Aujourd’hui encore, alors que les réfugiés ukrainiens sont autorisés à fuir vers les pays voisins comme la Pologne et la Hongrie, des Noirs non ukrainiens, des Arabes et d’autres migrants qui n’ont pas de passeport ukrainien ont été retenus à la frontière polonaise, bien qu’ils aient fui la même zone de guerre. Ces réfugiés, dont beaucoup sont des étudiants internationaux originaires d’Afrique, ont été contraints de retourner dans la zone de guerre pour tenter leur chance à la frontière hongroise, ce qui les a mis en grand danger. Il s’agit d’un acte de racisme dégoûtant qui a été largement condamné, obligeant le gouvernement polonais à faire marche arrière afin d’atténuer les dommages causés à son image publique.

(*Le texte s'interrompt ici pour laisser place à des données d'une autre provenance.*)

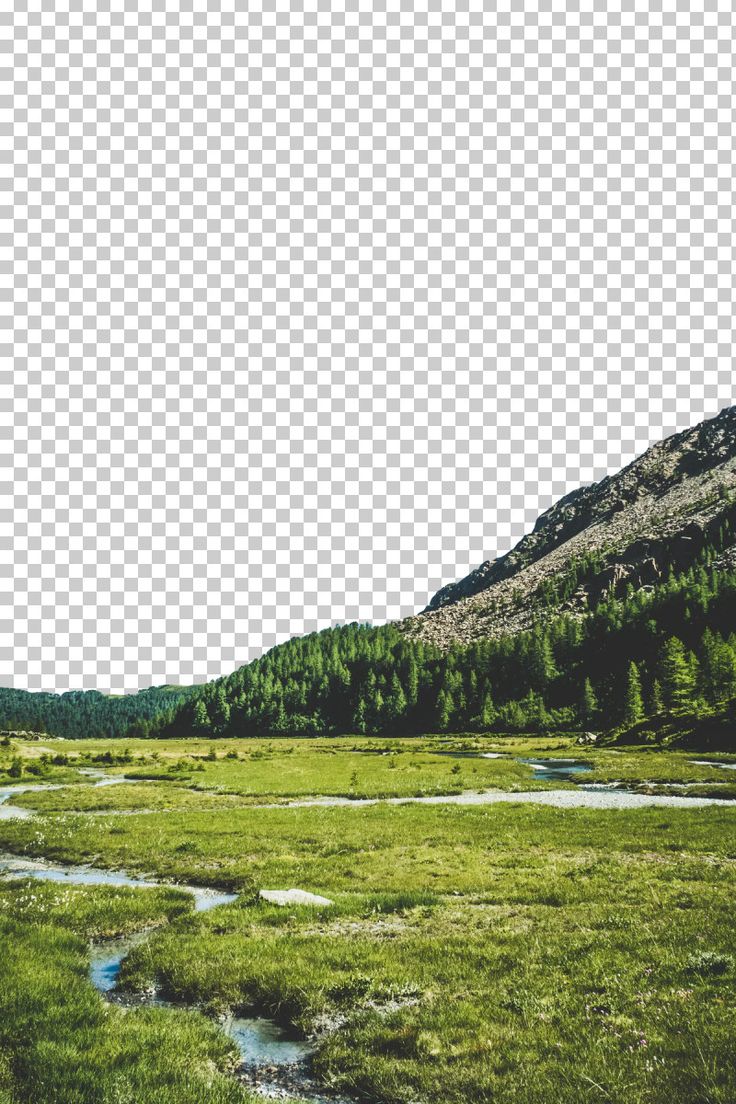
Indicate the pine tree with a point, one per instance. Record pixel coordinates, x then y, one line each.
588 703
676 675
395 703
633 706
201 723
656 699
488 712
445 710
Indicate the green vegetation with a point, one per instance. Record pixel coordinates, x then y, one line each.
87 712
505 953
653 653
61 1043
656 650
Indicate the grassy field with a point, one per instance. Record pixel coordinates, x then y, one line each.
507 953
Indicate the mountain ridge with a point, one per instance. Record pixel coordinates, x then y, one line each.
664 503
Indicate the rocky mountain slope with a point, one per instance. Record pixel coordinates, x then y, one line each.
629 529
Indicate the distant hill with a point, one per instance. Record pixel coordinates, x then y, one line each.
89 713
616 614
629 530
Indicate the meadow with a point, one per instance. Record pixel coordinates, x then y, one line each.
505 953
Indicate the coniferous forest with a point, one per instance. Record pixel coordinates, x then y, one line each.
652 651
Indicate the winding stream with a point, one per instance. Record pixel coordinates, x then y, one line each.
274 1063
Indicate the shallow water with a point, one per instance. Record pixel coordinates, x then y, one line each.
557 770
593 796
204 898
263 1042
9 811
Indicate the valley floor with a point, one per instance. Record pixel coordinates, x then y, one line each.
497 953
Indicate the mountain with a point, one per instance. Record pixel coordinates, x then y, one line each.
616 613
629 530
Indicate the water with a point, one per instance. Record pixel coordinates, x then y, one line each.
9 811
555 770
204 898
106 959
263 1042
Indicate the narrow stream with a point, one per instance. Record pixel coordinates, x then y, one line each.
274 1063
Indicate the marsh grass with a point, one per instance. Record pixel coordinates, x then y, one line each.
60 1042
509 954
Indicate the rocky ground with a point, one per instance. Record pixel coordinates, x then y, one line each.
656 513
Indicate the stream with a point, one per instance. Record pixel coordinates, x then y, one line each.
274 1062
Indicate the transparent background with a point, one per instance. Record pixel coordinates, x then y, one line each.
309 309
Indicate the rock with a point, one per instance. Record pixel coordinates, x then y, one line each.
292 897
625 532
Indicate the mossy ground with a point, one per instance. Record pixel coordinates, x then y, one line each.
498 954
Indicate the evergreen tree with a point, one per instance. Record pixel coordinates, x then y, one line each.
676 675
633 706
588 703
201 721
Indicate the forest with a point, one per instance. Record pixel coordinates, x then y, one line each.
654 650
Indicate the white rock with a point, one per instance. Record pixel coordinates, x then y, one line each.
292 897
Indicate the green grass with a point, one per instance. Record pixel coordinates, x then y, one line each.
507 953
61 1043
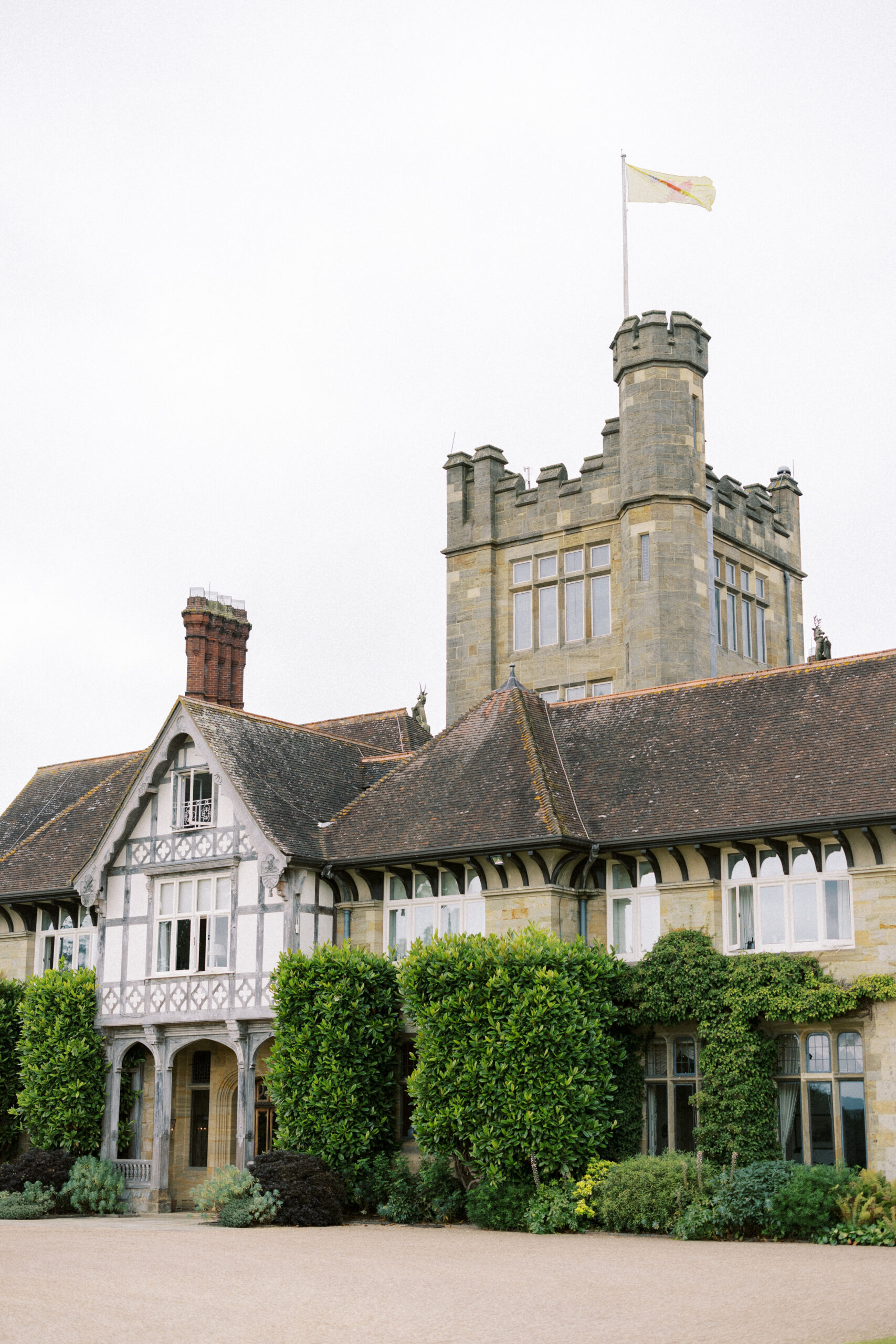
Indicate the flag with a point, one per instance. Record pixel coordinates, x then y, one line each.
662 187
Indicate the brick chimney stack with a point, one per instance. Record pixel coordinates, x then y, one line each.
217 635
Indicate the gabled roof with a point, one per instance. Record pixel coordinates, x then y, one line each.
291 776
493 776
786 749
390 730
53 827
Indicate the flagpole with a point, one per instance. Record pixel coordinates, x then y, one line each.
625 244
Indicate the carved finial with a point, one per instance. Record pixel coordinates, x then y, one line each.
418 713
823 643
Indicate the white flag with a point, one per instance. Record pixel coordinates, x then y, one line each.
664 187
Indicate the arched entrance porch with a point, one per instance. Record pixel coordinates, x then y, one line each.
203 1116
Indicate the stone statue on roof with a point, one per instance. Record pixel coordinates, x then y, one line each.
418 713
823 643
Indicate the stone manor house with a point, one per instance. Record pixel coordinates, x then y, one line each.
635 745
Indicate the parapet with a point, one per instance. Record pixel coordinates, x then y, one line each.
652 339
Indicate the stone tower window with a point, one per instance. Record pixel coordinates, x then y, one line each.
644 572
523 620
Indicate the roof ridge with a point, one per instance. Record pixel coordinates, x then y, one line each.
794 668
354 718
56 817
280 723
543 791
414 753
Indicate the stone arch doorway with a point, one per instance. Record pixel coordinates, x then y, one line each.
135 1129
203 1116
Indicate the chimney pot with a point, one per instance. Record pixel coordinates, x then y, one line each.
217 635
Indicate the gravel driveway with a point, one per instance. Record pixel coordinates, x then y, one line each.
168 1278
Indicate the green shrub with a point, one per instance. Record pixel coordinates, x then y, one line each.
237 1213
230 1193
808 1203
33 1202
871 1234
367 1183
503 1208
11 995
553 1209
96 1187
587 1191
699 1222
406 1202
625 1138
442 1193
333 1062
515 1054
229 1183
743 1203
64 1065
649 1194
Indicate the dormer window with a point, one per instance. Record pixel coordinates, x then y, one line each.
194 800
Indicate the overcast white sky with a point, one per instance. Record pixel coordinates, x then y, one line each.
260 262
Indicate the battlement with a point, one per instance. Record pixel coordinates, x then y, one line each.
652 339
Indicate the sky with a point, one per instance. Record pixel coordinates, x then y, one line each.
262 265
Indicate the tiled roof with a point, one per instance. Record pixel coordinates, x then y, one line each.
390 730
492 776
782 750
51 828
292 776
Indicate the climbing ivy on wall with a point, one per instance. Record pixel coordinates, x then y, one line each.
11 992
684 979
62 1061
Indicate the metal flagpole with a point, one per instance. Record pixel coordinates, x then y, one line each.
625 243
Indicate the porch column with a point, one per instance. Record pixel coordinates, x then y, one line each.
239 1042
109 1147
162 1122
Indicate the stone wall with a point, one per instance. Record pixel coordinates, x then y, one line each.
650 480
16 954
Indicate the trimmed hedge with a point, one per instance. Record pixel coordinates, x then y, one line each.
11 995
64 1064
515 1052
333 1062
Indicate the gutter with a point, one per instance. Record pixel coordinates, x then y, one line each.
851 822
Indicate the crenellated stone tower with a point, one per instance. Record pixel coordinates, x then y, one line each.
644 570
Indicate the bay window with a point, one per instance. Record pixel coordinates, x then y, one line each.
66 939
793 913
815 1090
669 1095
193 797
633 921
193 927
429 904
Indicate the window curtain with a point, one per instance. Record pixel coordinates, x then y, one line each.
747 937
787 1098
652 1121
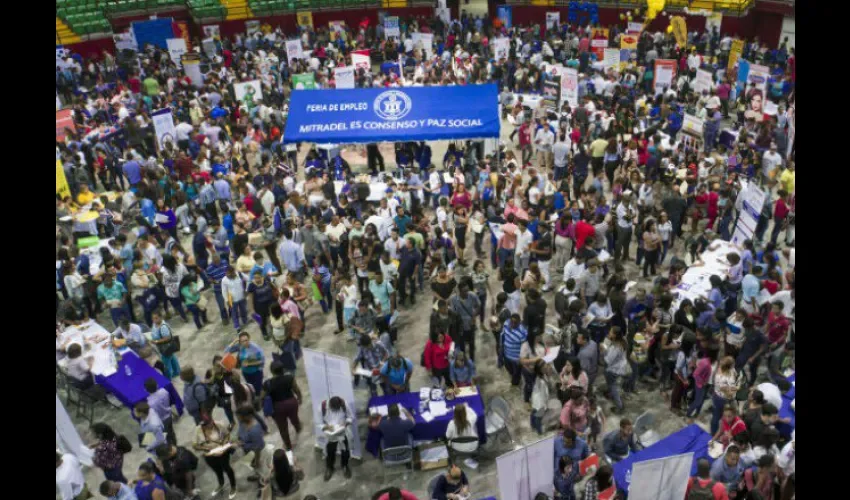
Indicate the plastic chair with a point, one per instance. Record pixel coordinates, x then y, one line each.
643 429
497 418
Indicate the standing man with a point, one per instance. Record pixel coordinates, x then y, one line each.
467 306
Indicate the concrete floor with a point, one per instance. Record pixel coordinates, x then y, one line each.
368 474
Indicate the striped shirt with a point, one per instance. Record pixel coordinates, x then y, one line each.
216 273
512 339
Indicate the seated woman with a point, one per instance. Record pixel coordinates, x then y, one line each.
79 368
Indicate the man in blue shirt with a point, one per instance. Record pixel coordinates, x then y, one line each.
571 446
396 374
729 469
395 430
618 444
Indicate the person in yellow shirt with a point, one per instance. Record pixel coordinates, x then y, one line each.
85 195
789 177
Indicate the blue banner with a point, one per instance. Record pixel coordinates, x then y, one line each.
395 115
505 13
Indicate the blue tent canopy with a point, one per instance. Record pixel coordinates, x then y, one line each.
349 116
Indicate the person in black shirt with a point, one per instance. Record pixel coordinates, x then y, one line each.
286 398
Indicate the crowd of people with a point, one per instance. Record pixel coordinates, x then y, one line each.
223 208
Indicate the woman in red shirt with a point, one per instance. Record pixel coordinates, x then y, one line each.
437 356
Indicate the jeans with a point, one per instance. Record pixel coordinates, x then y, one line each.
222 305
696 405
197 315
717 412
614 388
513 368
172 366
240 311
537 422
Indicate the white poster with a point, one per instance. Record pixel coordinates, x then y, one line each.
163 125
569 86
294 50
693 125
752 198
758 75
361 61
612 58
501 48
662 479
329 376
125 41
424 41
391 27
525 472
703 81
212 31
68 439
241 90
176 49
553 20
344 77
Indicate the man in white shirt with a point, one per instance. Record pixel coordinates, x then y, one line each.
543 140
69 477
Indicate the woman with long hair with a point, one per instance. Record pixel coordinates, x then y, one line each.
107 454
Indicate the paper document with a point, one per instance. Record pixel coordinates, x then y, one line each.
552 354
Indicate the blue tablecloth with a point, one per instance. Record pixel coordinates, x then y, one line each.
690 439
131 390
786 411
425 431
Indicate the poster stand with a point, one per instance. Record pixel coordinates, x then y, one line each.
328 376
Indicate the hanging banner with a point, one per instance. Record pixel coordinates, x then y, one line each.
125 41
163 125
752 203
505 13
703 81
665 71
62 188
303 81
569 86
598 47
294 50
735 52
212 31
712 21
611 58
245 89
344 77
304 19
192 68
330 376
391 27
553 21
64 120
395 115
176 49
680 30
361 60
501 48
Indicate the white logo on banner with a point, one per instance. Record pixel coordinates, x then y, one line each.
392 105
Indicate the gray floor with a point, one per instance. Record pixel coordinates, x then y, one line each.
369 476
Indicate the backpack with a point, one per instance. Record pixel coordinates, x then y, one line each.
124 445
699 492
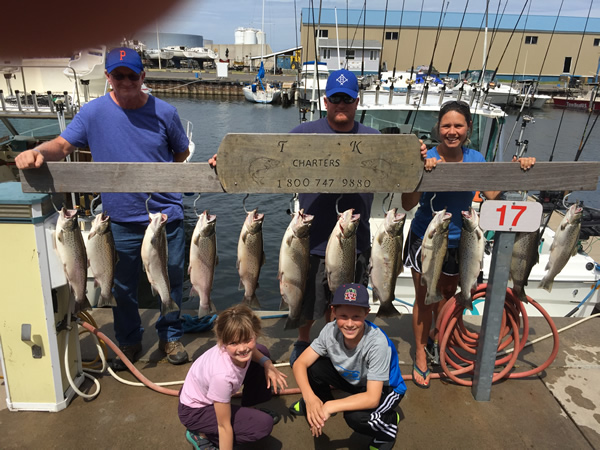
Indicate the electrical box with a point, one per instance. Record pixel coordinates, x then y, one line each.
34 301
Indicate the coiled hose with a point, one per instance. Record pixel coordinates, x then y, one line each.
458 345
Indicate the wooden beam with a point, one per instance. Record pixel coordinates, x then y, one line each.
200 177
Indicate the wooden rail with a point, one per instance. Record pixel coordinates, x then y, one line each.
290 163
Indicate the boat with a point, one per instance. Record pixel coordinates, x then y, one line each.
584 102
473 84
313 80
417 114
529 96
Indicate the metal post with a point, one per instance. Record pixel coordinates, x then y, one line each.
492 315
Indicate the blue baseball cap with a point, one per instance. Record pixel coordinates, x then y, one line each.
342 81
124 57
352 294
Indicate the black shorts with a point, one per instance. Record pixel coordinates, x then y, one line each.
317 295
412 256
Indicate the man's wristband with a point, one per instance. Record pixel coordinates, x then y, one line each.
263 360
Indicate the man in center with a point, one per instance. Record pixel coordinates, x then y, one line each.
341 101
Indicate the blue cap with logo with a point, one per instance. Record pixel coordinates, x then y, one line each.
342 82
124 57
353 294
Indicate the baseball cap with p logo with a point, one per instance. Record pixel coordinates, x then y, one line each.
124 57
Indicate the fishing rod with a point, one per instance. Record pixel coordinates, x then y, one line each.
362 63
574 68
457 38
382 39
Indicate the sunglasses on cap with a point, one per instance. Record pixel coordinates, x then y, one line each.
121 76
337 99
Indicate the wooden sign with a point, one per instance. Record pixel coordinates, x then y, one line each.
319 163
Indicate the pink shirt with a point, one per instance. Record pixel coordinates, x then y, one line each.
212 378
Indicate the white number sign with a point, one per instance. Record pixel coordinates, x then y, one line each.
497 215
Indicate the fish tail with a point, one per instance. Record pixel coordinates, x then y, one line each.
546 283
252 301
168 307
205 311
107 300
387 309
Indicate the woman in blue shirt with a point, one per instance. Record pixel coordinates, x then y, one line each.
454 128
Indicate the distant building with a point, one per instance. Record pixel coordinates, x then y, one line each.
166 39
410 36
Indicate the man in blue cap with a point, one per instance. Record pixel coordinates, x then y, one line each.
128 125
341 101
355 356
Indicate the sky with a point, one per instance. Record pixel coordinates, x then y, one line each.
217 20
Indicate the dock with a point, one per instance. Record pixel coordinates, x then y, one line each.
557 409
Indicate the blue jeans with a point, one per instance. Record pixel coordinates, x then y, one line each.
128 242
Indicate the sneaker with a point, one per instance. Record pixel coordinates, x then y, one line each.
298 408
131 352
299 347
176 354
199 442
384 445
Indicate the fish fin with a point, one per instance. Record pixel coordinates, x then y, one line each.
252 302
170 306
546 283
108 300
289 240
574 251
283 305
291 324
387 309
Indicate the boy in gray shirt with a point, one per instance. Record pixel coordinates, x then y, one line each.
355 356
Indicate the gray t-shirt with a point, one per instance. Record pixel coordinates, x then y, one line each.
370 360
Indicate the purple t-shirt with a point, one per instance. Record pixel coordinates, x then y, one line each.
212 378
322 206
152 133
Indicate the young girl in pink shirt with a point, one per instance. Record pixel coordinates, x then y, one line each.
205 399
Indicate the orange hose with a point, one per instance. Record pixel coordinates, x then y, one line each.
458 346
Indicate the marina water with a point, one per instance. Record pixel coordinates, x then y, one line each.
214 119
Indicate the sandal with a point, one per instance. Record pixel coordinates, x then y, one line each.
423 374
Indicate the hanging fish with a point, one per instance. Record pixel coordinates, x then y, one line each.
68 243
386 262
203 260
433 252
563 246
470 257
294 264
102 258
155 260
251 257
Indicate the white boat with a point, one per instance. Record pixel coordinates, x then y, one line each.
395 114
473 85
313 80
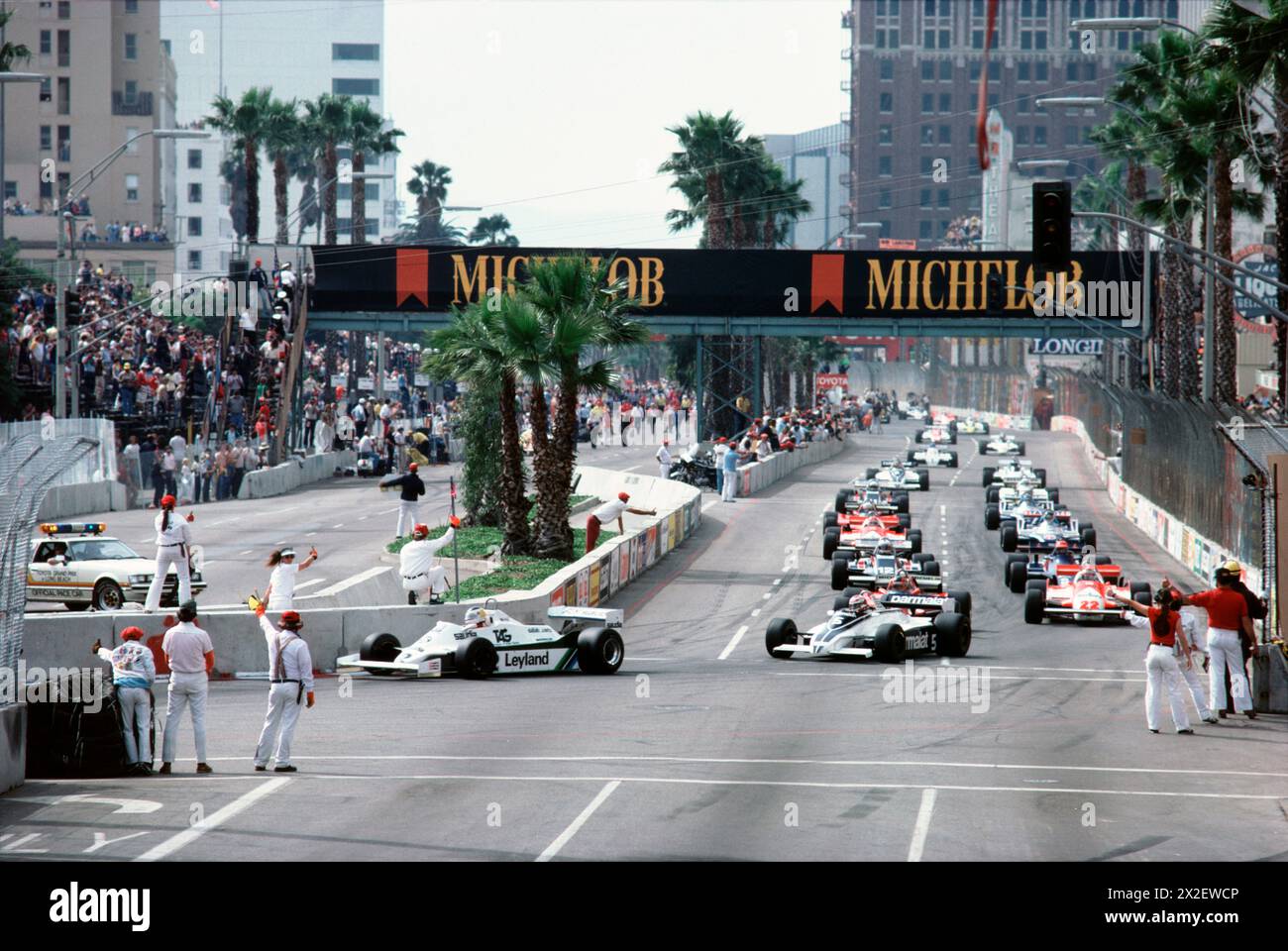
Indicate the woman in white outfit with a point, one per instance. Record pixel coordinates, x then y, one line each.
281 586
174 543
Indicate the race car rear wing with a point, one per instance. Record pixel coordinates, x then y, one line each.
609 617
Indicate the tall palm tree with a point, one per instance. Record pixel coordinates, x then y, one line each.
329 115
245 120
281 136
429 187
579 309
1254 48
493 231
369 138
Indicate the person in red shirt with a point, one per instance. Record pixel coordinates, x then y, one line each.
1229 624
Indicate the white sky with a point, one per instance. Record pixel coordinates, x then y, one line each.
555 112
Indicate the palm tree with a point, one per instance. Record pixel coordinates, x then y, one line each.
245 120
1254 50
493 231
281 136
329 115
368 137
578 309
429 185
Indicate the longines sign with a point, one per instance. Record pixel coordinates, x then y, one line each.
889 285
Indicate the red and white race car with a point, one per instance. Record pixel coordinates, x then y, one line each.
1081 593
864 534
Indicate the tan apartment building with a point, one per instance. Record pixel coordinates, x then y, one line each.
108 79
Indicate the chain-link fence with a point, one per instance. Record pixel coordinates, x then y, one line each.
29 467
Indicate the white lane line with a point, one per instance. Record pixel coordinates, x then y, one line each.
213 821
922 827
351 581
566 835
732 643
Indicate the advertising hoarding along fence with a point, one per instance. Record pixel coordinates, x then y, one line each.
890 285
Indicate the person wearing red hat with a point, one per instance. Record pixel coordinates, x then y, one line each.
606 513
174 541
290 682
419 568
133 674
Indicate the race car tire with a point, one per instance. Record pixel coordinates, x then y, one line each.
107 595
888 643
840 573
962 599
780 632
381 647
476 659
952 634
1034 604
1006 569
600 651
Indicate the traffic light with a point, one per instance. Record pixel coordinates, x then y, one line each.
1052 219
993 299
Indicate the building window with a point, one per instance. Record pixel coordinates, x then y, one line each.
355 86
356 51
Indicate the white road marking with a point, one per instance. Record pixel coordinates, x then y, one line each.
566 835
922 827
733 643
213 821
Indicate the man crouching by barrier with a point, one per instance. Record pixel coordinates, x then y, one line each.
419 566
290 682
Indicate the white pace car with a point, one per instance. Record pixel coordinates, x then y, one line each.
490 642
885 628
1001 445
932 455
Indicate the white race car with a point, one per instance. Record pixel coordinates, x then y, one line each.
893 475
932 455
490 642
887 628
78 566
1001 445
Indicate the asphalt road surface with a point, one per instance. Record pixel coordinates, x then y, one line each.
703 746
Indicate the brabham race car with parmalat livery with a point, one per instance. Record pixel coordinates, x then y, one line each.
80 568
490 642
885 628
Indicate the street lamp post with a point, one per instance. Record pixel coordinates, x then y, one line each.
59 283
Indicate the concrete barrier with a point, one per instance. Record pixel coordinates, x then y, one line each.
294 474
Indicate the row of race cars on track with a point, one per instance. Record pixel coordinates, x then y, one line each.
893 598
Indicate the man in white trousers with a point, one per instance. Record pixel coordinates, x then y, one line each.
664 459
133 673
191 658
290 684
174 543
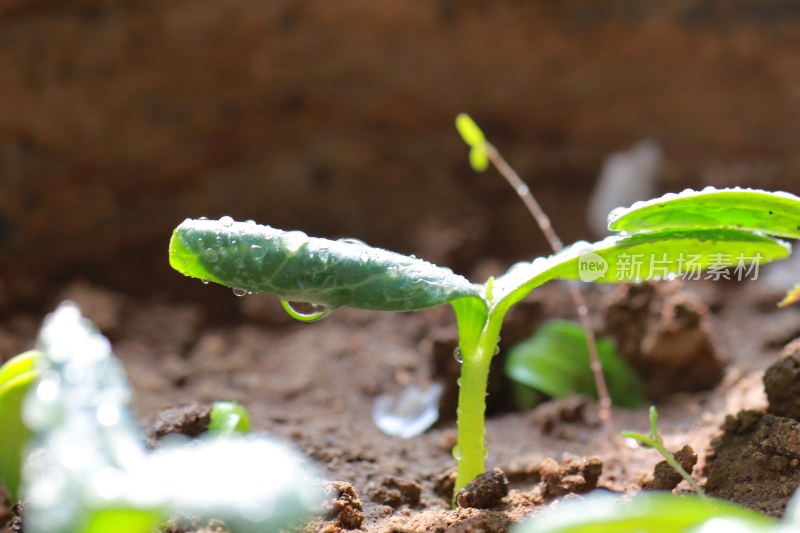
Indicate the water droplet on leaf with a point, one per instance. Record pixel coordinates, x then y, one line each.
305 311
210 255
350 240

Il peut être tentant d’attribuer tout cela au racisme, les migrants à la peau foncée étant mis à l’écart au profit des réfugiés européens blancs. Il est clairement raciste de séparer les réfugiés de cette manière, mais le problème est bien plus profond que la vision raciste de telle ou telle personnalité politique. En réalité, ces distinctions racistes sont motivées par un agenda impérialiste. Les gouvernements occidentaux ne se soucient pas plus des Ukrainiens que des réfugiés syriens avant eux. La question de savoir quel réfugié est prioritaire peut être directement liée aux intérêts impérialistes à l’étranger. Nous ne pouvons oublier que les pays occidentaux ont souvent invoqué des préoccupations humanitaires lors de l’invasion de l’Irak et de l’Afghanistan, alors que des troupes étaient envoyées en mission de « maintien de la paix » au Moyen-Orient. De même, il était parfaitement acceptable de faire fuir des Européens blancs lors du bombardement de la Yougoslavie dans les années 1990. L’hypocrisie absolue des gouvernements de l’OTAN a été mise en évidence au Royaume-Uni, où, malgré l’accueil prétendument chaleureux de Boris Johnson et d’autres membres du gouvernement britannique, il n’a pas fallu longtemps à Priti Patel, ministre de l’Intérieur du gouvernement Johnson, pour dénoncer les dangers de l’accueil des réfugiés, même ukrainiens. Selon Patel, ces réfugiés pourraient même constituer une menace terroriste! Comment diable pouvons-nous compter sur de telles personnes pour gérer la crise des réfugiés? Accepter des réfugiés n’est qu’un coup de publicité cynique pour ces politiciens.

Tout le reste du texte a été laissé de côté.